Afin de ne pas pénaliser excessivement le propriétaire, ces délais seront subordonnés au paiement régulier de l’indemnité d’occupation courante, telle que prévue par l’ordonnance de référé rendue le 3 décembre 2024 par le juge des contentieux de la protection du tribunal de proximité de Pantin.
Sur les demandes accessoires
En application de l’article 696 du code de procédure civile, Madame, [V], [R] supportera la charge des éventuels dépens, et ce malgré le succès de sa prétention, l’instance ayant été introduite par ce dernier dans le seul objectif d’obtenir un délai avant son expulsion.

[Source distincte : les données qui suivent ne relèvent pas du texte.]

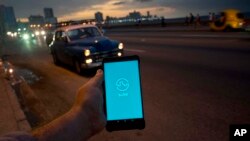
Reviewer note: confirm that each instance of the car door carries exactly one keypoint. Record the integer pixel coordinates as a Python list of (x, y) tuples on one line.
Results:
[(59, 45), (66, 54)]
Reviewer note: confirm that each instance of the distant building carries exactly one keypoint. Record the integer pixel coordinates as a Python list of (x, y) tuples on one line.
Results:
[(49, 16), (48, 13), (134, 15), (36, 20), (7, 19), (148, 14), (99, 17)]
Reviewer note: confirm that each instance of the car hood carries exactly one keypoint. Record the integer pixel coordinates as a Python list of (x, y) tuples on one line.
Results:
[(97, 43)]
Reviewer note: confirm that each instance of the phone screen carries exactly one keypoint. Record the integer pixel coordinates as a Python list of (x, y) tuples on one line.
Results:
[(123, 90)]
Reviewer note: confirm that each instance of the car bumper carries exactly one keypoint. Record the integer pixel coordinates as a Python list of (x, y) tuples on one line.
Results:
[(91, 65), (98, 57)]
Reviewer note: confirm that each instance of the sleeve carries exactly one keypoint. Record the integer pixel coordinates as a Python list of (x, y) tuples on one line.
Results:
[(17, 136)]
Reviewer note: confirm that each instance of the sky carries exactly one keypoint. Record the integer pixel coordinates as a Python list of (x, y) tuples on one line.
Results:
[(85, 9)]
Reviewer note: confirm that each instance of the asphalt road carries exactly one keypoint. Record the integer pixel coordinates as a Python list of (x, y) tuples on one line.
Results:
[(195, 84)]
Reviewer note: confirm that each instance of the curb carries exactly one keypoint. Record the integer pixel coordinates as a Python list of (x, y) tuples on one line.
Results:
[(20, 117), (21, 120)]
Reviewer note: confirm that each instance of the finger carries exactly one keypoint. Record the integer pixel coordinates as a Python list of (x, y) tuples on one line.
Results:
[(98, 78)]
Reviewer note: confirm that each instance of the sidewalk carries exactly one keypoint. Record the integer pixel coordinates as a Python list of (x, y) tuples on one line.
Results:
[(12, 117), (160, 29)]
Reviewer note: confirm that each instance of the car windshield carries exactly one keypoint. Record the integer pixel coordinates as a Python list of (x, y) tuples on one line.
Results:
[(81, 33), (194, 67)]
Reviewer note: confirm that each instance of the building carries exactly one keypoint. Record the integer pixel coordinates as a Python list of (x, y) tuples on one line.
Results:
[(7, 19), (135, 15), (36, 20), (99, 17), (49, 16)]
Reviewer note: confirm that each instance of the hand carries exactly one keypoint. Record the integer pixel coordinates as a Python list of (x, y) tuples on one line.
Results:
[(90, 102)]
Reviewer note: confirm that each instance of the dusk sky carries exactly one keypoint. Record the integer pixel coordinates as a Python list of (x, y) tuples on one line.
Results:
[(85, 9)]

La nature du litige rend nécessaire de déclarer la présente décision exécutoire au seul vu de la minute, en application des dispositions de l’article R121-17 du code des procédures civiles d’exécution.
PAR CES MOTIFS
La juge de l’exécution, statuant publiquement, par jugement contradictoire, mis à disposition au greffe et en premier ressort :
ACCORDE à Madame, [V], [R], ainsi qu’à tout occupant de son chef, un délai de 12 mois, soit jusqu’au 26 mars 2027 inclus, pour se maintenir dans les lieux situés au, [Adresse 6] ;
DIT qu’à défaut de paiement à son terme d’une indemnité d’occupation courante telle que fixée par l’ordonnance de référé du 3 décembre 2024 du juge des contentieux de la protection du tribunal de proximité de Pantin, et passé un délai de 15 jours suivant la réception d’une mise en demeure de payer les sommes dues, adressée par lettre recommandée avec accusé de réception, Madame, [V], [R] perdra le bénéfice du délai accordé et le propriétaire pourra reprendre la mesure d’expulsion ;
DIT que Madame, [V], [R] devra quitter les lieux le 26 mars 2027 au plus tard, faute de quoi la procédure d’expulsion, suspendue pendant ce délai, pourra être reprise ;
CONDAMNE Madame, [V], [R] aux dépens ;
DÉCLARE la présente décision exécutoire au seul vu de la minute.
Fait à, [Localité 3] le 26 mars 2026.